“Don’t you say it too!” he exclaimed, sharply distressed.
“I know I acted stupidly—in fact, as we’re in a church I don’t mind saying I acted very wrongly last night.”
Bubbles spoke in a serious tone—more seriously, indeed, than she had ever yet spoken to her faithful, long-suffering friend. “But a great deal of what happens to me and round me, Bill, I can’t help—I wish I could,” she said slowly.
“I don’t quite understand.” There was a painful choking feeling in his throat. “Try and tell me what you mean, Bubbles.”
“What I mean is clear enough”—she now spoke with a touch of impatience. “I mean that wherever I am, They come too, and gather about me. It wasn’t my fault that that horrible Thing appeared to Pegler as soon as I entered the house.”
“But why should you think the ghost Pegler saw—if she did see it—had anything to do with you? Wyndfell Hall has been haunted for over a hundred years—so the village people say.”

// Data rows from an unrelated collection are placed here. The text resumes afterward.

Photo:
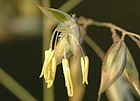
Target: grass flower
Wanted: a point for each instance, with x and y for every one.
(64, 43)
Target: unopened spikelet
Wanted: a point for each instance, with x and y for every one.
(113, 65)
(132, 73)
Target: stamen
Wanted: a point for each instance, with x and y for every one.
(82, 67)
(52, 73)
(47, 54)
(68, 81)
(78, 44)
(86, 68)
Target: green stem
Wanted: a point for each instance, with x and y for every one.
(7, 81)
(69, 5)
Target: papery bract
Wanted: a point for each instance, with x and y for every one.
(132, 73)
(113, 65)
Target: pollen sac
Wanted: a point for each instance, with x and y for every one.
(113, 64)
(49, 67)
(85, 67)
(58, 15)
(68, 81)
(131, 73)
(61, 48)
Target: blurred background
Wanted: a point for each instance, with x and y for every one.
(21, 42)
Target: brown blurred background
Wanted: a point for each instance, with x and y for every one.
(21, 42)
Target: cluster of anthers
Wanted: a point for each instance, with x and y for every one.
(66, 41)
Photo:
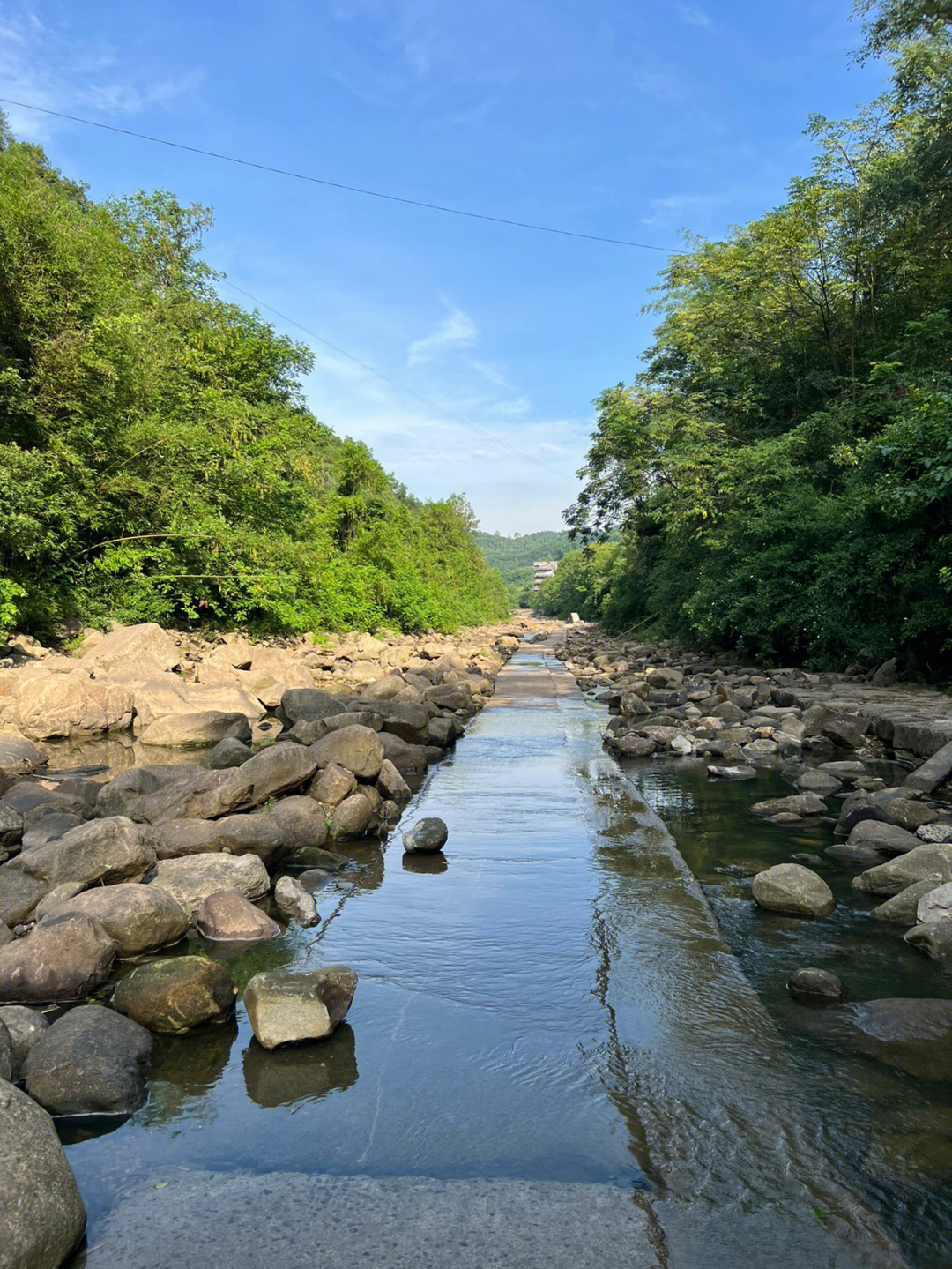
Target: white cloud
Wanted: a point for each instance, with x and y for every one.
(455, 330)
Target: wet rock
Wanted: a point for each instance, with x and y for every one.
(90, 1061)
(903, 907)
(42, 1216)
(101, 850)
(286, 1006)
(792, 890)
(911, 1034)
(426, 837)
(136, 918)
(190, 730)
(61, 961)
(888, 838)
(926, 863)
(332, 785)
(191, 879)
(814, 780)
(801, 805)
(227, 754)
(356, 749)
(392, 785)
(175, 994)
(295, 902)
(227, 916)
(352, 818)
(934, 832)
(23, 1028)
(816, 985)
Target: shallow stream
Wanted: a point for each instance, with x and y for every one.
(554, 1002)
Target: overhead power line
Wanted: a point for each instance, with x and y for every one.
(402, 387)
(338, 184)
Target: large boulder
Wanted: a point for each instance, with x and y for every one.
(23, 1026)
(57, 962)
(90, 1061)
(356, 749)
(191, 879)
(792, 890)
(42, 1216)
(190, 730)
(136, 918)
(175, 993)
(227, 916)
(103, 850)
(925, 863)
(913, 1034)
(147, 644)
(286, 1006)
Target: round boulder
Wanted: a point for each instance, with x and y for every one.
(792, 890)
(175, 993)
(426, 837)
(90, 1061)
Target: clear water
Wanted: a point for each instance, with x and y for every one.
(553, 1000)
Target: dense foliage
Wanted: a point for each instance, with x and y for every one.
(514, 557)
(156, 457)
(783, 470)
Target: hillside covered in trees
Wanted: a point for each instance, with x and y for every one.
(514, 557)
(783, 468)
(156, 457)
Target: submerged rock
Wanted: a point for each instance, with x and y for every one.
(792, 890)
(286, 1006)
(42, 1216)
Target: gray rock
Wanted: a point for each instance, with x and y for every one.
(191, 879)
(191, 730)
(356, 749)
(227, 916)
(426, 837)
(175, 993)
(136, 918)
(888, 838)
(913, 1034)
(792, 890)
(23, 1028)
(41, 1211)
(815, 983)
(226, 754)
(801, 805)
(352, 818)
(295, 902)
(90, 1061)
(101, 850)
(61, 961)
(903, 907)
(286, 1006)
(926, 863)
(934, 832)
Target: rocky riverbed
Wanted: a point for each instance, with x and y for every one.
(239, 780)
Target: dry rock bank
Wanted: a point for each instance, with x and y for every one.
(250, 778)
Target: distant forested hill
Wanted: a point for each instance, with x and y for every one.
(158, 461)
(514, 557)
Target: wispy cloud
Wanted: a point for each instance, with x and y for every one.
(455, 330)
(694, 15)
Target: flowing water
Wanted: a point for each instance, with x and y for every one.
(553, 1004)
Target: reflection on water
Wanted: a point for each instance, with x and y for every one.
(301, 1072)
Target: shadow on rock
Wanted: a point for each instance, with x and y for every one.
(301, 1072)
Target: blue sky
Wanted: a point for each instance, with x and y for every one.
(631, 121)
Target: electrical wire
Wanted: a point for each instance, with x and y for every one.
(338, 184)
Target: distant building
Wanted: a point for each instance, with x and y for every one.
(543, 569)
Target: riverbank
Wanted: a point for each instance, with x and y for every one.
(164, 800)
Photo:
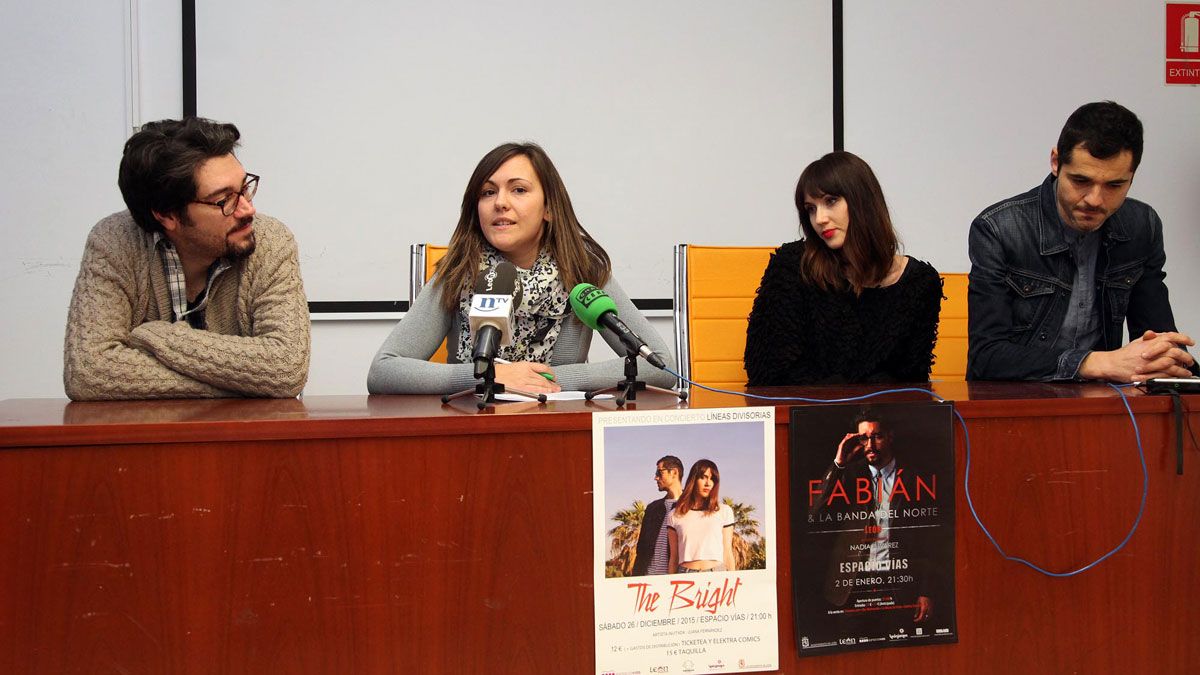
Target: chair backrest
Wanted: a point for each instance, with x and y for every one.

“Pegler saw nothing till I came. And though I struggle against the belief, and though I very seldom admit it, even to myself, I know quite well, Bill, that I’m never really alone—never free of Them unless—unless, Bill, I’m in a holy place, when they don’t dare to come.”
There was a tone of fear, of awful dread, in her voice. In spite of himself he felt impressed.
“But why should they come specially round you?” he asked uneasily.
“You know as well as I do that I’m a strong medium. But I’ll tell you, Bill, something which I’ve never told you before.”
“Yes,” he said, with a strange sinking of the heart. “What’s that, Bubbles?”
“You know that Persian magician, or Wise Man, whom certain people in London went cracked over last spring?”
“The man you would go and see?”
“Yes, of course I mean that man. Well, when he saw me he made his interpreter tell me that he had a special message for me—”
Bubbles was leaning forward now, her hands resting on Bill’s shoulders. “I wonder if I ought to tell you all he said,” she whispered. “Perhaps I ought to keep it secret.”
“Of course you ought to tell me! What was the message?”
“He said that I had rent the veil, wilfully, and that I was often surrounded by the evil demons who had come rushing through; that only by fasting and praying could I hope to drive them back, and close the rent which I had made.”
“I shouldn’t allow myself to think too much of what he said,” said Bill hoarsely. “And yet—and yet, Bubbles? There may have been something in it—.”
He spoke very earnestly, poor boy.
“Of course there was a great deal in it. But they’re not always demons,” she said slowly. “Now, for instance, as I sit here, where good, simple people have been praying together for hundreds of years, the atmosphere is kind and holy, not wicked and malignant, as it was last night.”